NASA Discovered That Antarctica Is Melting Faster Than Believed

NASA Discovered That Antarctica Is Melting Faster Than Believed

A NASA study, based on an innovative technique to analyze satellite data, provides the most accurate measurements in the meltdown of Antarctic ice in the ocean. Accordingly,  NASA discovered that Antarctica is melting faster than believed.

The computer technology used by NASA in this study processed hundreds of thousands of data and images from the Landsat satellite of the US Geological Service, to produce a high-precision map with the changes in the meltdown of the ice sheet.

The new work provides a baseline for the future measurement of changes in the Antarctic ice and can be used to validate numerical models of ice sheets that are necessary to perform sea level projections.

It also opens the door to faster processing of large amounts of data, according to the Jet Propulsion Laboratory.

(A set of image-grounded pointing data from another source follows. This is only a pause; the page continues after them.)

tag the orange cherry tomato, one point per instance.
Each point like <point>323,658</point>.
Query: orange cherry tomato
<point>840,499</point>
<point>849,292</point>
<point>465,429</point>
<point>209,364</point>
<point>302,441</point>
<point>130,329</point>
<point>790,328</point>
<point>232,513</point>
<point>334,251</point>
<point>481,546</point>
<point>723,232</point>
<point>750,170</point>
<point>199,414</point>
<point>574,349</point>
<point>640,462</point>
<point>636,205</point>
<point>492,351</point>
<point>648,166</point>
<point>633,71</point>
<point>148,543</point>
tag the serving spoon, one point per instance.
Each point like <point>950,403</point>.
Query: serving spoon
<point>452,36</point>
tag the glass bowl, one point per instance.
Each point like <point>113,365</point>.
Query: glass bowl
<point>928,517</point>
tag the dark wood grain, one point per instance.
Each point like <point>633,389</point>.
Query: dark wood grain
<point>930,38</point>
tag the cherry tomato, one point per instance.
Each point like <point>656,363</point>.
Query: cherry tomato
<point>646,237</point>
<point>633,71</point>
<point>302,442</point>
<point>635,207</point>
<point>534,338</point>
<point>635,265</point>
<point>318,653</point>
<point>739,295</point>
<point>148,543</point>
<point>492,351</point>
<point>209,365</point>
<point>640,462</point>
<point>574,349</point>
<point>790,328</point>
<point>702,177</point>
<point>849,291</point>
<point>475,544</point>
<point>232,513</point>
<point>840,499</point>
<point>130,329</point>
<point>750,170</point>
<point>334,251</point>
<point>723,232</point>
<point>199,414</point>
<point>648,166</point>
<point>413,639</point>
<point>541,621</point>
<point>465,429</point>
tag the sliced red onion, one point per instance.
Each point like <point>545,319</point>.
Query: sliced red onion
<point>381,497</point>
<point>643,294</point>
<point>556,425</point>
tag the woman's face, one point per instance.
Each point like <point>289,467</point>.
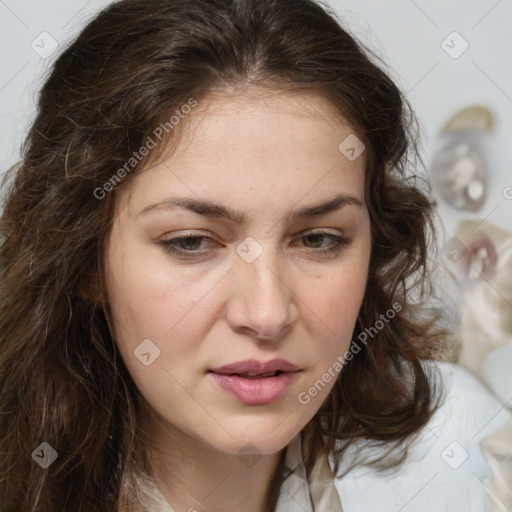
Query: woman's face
<point>195,288</point>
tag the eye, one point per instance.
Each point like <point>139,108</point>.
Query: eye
<point>188,246</point>
<point>338,243</point>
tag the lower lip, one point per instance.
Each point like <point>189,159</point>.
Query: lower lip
<point>255,391</point>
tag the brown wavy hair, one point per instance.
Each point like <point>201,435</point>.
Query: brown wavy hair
<point>62,379</point>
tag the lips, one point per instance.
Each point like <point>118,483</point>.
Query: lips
<point>252,367</point>
<point>255,383</point>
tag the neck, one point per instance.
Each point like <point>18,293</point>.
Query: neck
<point>194,476</point>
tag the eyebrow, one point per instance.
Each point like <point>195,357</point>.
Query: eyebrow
<point>211,209</point>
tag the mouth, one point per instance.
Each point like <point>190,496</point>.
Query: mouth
<point>255,383</point>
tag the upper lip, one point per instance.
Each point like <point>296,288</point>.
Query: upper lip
<point>256,367</point>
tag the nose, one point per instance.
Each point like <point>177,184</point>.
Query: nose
<point>263,303</point>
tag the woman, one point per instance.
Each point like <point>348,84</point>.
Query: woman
<point>212,257</point>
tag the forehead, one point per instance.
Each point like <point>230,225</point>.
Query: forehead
<point>262,143</point>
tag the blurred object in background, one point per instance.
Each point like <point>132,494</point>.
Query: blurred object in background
<point>459,170</point>
<point>482,268</point>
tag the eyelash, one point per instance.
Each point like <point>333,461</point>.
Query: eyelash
<point>339,243</point>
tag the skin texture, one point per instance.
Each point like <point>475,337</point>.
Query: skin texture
<point>263,156</point>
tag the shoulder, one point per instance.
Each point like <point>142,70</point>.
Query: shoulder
<point>446,467</point>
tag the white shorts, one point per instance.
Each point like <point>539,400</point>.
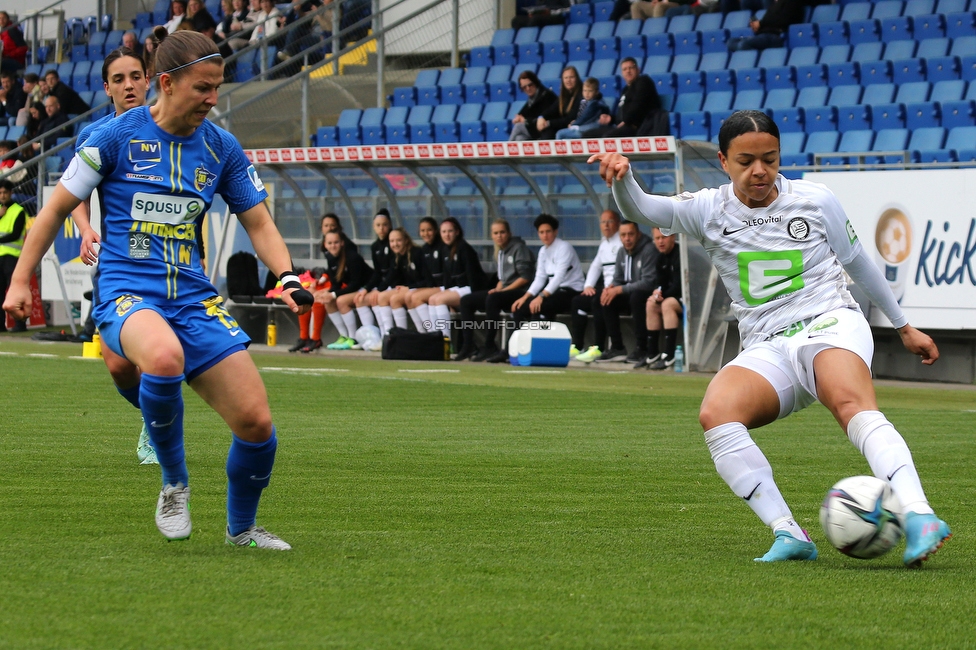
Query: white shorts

Antarctica is melting faster than expected

The study, which was published in the magazine “The Cryosphere”, also identified the fastest acceleration of the Antarctic glaciers meltdown during the seven-year study period.

The glaciers that feed Marguerite Bay, in the western Antarctic Peninsula, increased their flow rate between 1,300 and 2,600 ft, probably in response to ocean warming.

However, perhaps the greatest discovery of the research team was the steady flow of the eastern Antarctic ice sheet. During the study period, from 2008 to 2015, this layer had no change in its ice discharge rate (the flow of ice to the ocean).

Although previous research inferred a high level of stability for the ice sheet, based on volume measurements and gravitational changes, the lack of any significant change in ice discharge was never measured directly.

The study also confirmed that the flow of the Thwaites and Pine Island glaciers from West Antarctica into the ocean continues to accelerate, although the rate of acceleration is slowing.

NASA discovered that Antarctica is melting at 1,929 gigatons per year and that in 2015. That represents an increase of 36 gigatons per year, plus or minus 15, since 2008. One gigaton is one billion tons.